Goff is also banned from driving for two years and will have to sit the extended test before she is allowed back on the road.
Previously the court heard Alan McBain had retired from his position as a security officer at Edinburgh Airport just four weeks before the accident.
He was out walking with wife Dawn on Standingstane Road, near the village of Dalmeny, and were struck by the oncoming Goff in her blue Mini Cooper at around 11.40am on January 30 last year.
Fiscal Iain Gray of the Road accident Fatalities Investigation Unit said following the impact Goff’s vehicle became “airborne and landed in a field”.
He said it was Goff who had immediately called the emergency services and was said to be in a “hysterical and distressed” state telling the call handler she had “crashed into two people”.
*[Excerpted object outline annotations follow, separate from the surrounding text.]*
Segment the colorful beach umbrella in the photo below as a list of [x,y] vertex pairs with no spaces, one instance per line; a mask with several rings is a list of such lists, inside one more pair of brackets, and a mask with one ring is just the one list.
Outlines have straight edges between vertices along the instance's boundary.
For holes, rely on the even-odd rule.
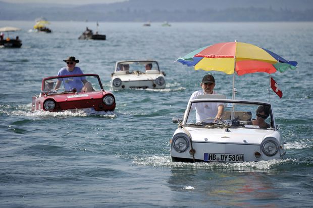
[[298,63],[288,61],[268,50],[251,44],[237,42],[217,43],[199,48],[177,62],[193,66],[195,70],[217,71],[233,74],[234,98],[235,72],[238,75],[255,72],[274,73],[295,69]]
[[255,72],[273,73],[294,69],[298,63],[287,61],[268,50],[251,44],[217,43],[196,50],[177,61],[195,70],[215,70],[238,75]]

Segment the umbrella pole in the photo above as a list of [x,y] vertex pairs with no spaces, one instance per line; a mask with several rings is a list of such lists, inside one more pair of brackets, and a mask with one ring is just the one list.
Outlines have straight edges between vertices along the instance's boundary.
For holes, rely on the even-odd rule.
[[269,73],[269,100],[271,103],[271,74]]
[[[235,57],[235,64],[234,64],[234,74],[233,74],[233,96],[232,96],[232,99],[234,100],[235,99],[235,73],[236,72],[236,57]],[[235,105],[233,105],[233,112],[232,112],[232,113],[231,113],[231,120],[233,120],[233,119],[234,119],[234,118],[235,117]]]
[[236,56],[234,58],[235,61],[234,63],[234,74],[233,76],[233,96],[232,99],[235,99],[235,73],[236,72]]

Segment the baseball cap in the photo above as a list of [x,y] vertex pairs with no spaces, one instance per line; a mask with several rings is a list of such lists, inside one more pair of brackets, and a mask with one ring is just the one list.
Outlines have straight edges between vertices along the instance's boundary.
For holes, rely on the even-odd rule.
[[214,80],[214,77],[212,75],[210,74],[205,75],[203,77],[203,79],[202,79],[202,83],[213,83],[215,84],[215,81]]

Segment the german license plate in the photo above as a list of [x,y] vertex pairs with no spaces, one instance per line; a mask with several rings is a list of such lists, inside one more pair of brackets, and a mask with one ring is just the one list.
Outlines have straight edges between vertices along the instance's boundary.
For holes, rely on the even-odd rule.
[[243,162],[243,154],[205,153],[204,160],[208,162]]

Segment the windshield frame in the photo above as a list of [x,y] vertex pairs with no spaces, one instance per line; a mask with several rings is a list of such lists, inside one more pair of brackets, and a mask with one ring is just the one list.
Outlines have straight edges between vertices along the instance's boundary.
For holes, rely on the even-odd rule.
[[[275,118],[274,116],[274,113],[273,112],[273,109],[272,108],[272,106],[270,103],[258,101],[250,101],[250,100],[232,100],[232,99],[196,99],[190,101],[188,102],[187,107],[186,109],[185,114],[184,115],[184,118],[183,120],[183,122],[182,124],[185,126],[191,126],[192,125],[194,127],[202,127],[204,125],[199,125],[199,122],[195,122],[195,123],[187,123],[188,121],[188,119],[189,118],[189,116],[192,116],[191,115],[192,113],[192,111],[193,109],[191,109],[191,106],[193,104],[197,103],[202,103],[202,102],[217,102],[217,103],[224,103],[225,104],[227,104],[228,103],[230,104],[233,106],[235,106],[236,104],[246,104],[246,105],[255,105],[256,106],[258,105],[265,105],[268,106],[270,108],[270,115],[269,117],[270,118],[270,123],[269,123],[271,127],[270,128],[275,128],[276,129],[276,124],[275,121]],[[225,109],[224,109],[224,110]],[[252,113],[255,113],[255,111],[256,110],[256,108],[255,109],[254,112],[253,112]],[[235,112],[236,111],[235,110]],[[254,113],[255,114],[255,113]],[[250,126],[250,125],[249,125]],[[229,126],[230,127],[230,126]]]
[[96,91],[103,91],[104,89],[103,87],[103,85],[102,84],[102,82],[101,82],[101,79],[100,79],[100,77],[98,75],[96,74],[76,74],[76,75],[63,75],[60,76],[51,76],[42,79],[42,81],[41,83],[41,92],[44,92],[46,93],[47,90],[45,90],[45,85],[46,83],[46,81],[49,80],[52,80],[53,79],[60,79],[65,78],[71,78],[71,77],[85,77],[86,78],[86,80],[88,81],[88,77],[93,77],[94,78],[94,80],[96,80],[96,79],[98,80],[98,87],[100,87],[100,90],[96,90]]
[[115,68],[114,69],[114,72],[123,72],[123,70],[118,70],[118,66],[122,64],[129,64],[131,66],[132,64],[136,65],[140,65],[142,66],[141,70],[137,69],[131,69],[131,67],[129,67],[129,72],[130,73],[131,73],[136,71],[139,71],[140,72],[145,72],[145,70],[144,69],[144,65],[148,63],[152,63],[153,65],[153,70],[157,70],[158,72],[160,72],[160,68],[159,67],[159,64],[158,62],[153,60],[125,60],[122,61],[118,61],[116,63]]

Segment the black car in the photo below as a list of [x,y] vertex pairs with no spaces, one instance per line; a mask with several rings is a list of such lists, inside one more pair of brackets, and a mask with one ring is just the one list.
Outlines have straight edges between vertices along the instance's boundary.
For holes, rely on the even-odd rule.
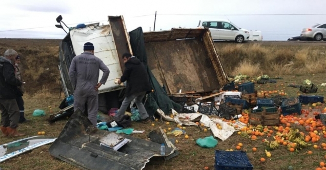
[[[302,37],[300,36],[295,36],[295,37],[290,38],[288,39],[288,41],[314,41],[314,39],[304,38],[304,37]],[[323,39],[322,39],[321,40],[322,41],[326,40],[326,38],[324,38]]]

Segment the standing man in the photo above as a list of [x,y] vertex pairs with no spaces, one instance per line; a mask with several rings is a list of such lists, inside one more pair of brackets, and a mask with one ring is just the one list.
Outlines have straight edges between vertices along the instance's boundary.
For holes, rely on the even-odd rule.
[[[98,88],[105,84],[110,70],[103,61],[94,55],[93,44],[87,42],[84,46],[84,52],[74,57],[69,68],[69,78],[75,89],[74,94],[74,110],[79,109],[85,111],[87,104],[88,119],[94,128],[97,123],[98,109]],[[103,75],[99,82],[99,70]]]
[[[23,81],[23,79],[22,78],[22,72],[21,72],[21,69],[19,68],[18,65],[21,63],[21,56],[17,55],[16,57],[16,62],[15,63],[15,70],[16,71],[16,78],[18,79],[21,82]],[[25,92],[24,84],[22,84],[22,86],[18,87],[18,90],[19,91],[19,94],[18,95],[18,96],[16,98],[16,101],[17,101],[17,104],[18,104],[18,108],[19,109],[19,122],[21,123],[26,123],[29,121],[29,120],[27,120],[25,118],[24,116],[25,114],[25,108],[24,107],[24,100],[23,99],[23,95]]]
[[127,87],[125,99],[116,116],[123,115],[130,102],[136,98],[136,105],[142,122],[148,123],[150,120],[142,102],[146,93],[152,90],[147,72],[141,61],[134,56],[132,56],[131,54],[124,54],[123,59],[125,69],[123,76],[118,81],[118,84],[127,81]]
[[5,136],[22,136],[25,134],[17,131],[19,109],[16,98],[18,93],[17,86],[22,83],[15,75],[14,65],[17,52],[9,49],[5,52],[4,56],[0,57],[0,129]]

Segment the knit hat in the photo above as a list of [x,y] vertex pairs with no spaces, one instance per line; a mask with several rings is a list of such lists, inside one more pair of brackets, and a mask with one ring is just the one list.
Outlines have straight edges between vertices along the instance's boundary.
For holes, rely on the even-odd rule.
[[84,51],[94,50],[94,46],[93,44],[87,42],[84,45]]

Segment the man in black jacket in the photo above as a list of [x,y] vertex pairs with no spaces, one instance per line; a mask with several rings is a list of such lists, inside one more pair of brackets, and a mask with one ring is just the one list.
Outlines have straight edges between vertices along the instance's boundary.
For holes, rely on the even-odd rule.
[[22,136],[25,134],[17,131],[19,119],[19,109],[16,98],[19,92],[17,86],[22,82],[16,78],[14,65],[17,52],[13,50],[6,51],[5,57],[0,57],[0,129],[5,136]]
[[125,68],[123,76],[118,81],[118,84],[127,81],[127,87],[125,99],[116,116],[124,115],[130,102],[135,98],[136,105],[139,111],[140,118],[144,123],[147,123],[150,120],[142,102],[146,93],[152,90],[147,72],[141,61],[131,54],[124,54],[123,58]]

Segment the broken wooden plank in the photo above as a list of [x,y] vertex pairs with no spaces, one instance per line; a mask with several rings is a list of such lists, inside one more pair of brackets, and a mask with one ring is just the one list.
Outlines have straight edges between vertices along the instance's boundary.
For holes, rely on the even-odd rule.
[[214,97],[216,97],[217,96],[219,96],[219,95],[220,95],[221,94],[222,94],[223,93],[224,93],[224,92],[213,94],[209,95],[209,96],[204,96],[202,98],[198,99],[197,100],[202,100],[207,99],[209,99],[210,98]]

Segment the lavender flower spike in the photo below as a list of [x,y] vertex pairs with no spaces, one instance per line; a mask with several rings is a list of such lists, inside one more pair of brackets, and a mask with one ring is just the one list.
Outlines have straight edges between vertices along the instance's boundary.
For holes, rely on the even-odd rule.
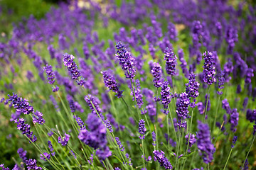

The fiscal added Goff told a witness she “came round the corner and the couple were right there in front of me” and that she had tried to swerve but had struck both of them.
The court also heard the driving conditions that day were described as being “good” with “no visual obstructions” and that Alan and Dawn were walking eastbound towards the traffic in single file.
A subsequent Police Scotland collision investigation could not prove conclusively the speed Goff was driving at when she struck the keen walkers but it was estimated at between 40 and 50mph. The speed limit on the road is 60mph.
The court was also told following the collision Dawn McBain was taken to hospital with “life changing injuries” and continues to suffer pain today and has no recollection of the collision.
She is forced to use a walking stick and has metal rods and screws inserted in her back and pins and screws in her leg which will be in place permanently.
Yesterday, Cameron Tait, defending, said his client had showed “genuine and deep remorse” over the crash and currently “struggles to come to terms with the catastrophic consequences” of her driving.
The brief added: “This was not a prolonged course of bad driving and alcohol played no part in this incident.”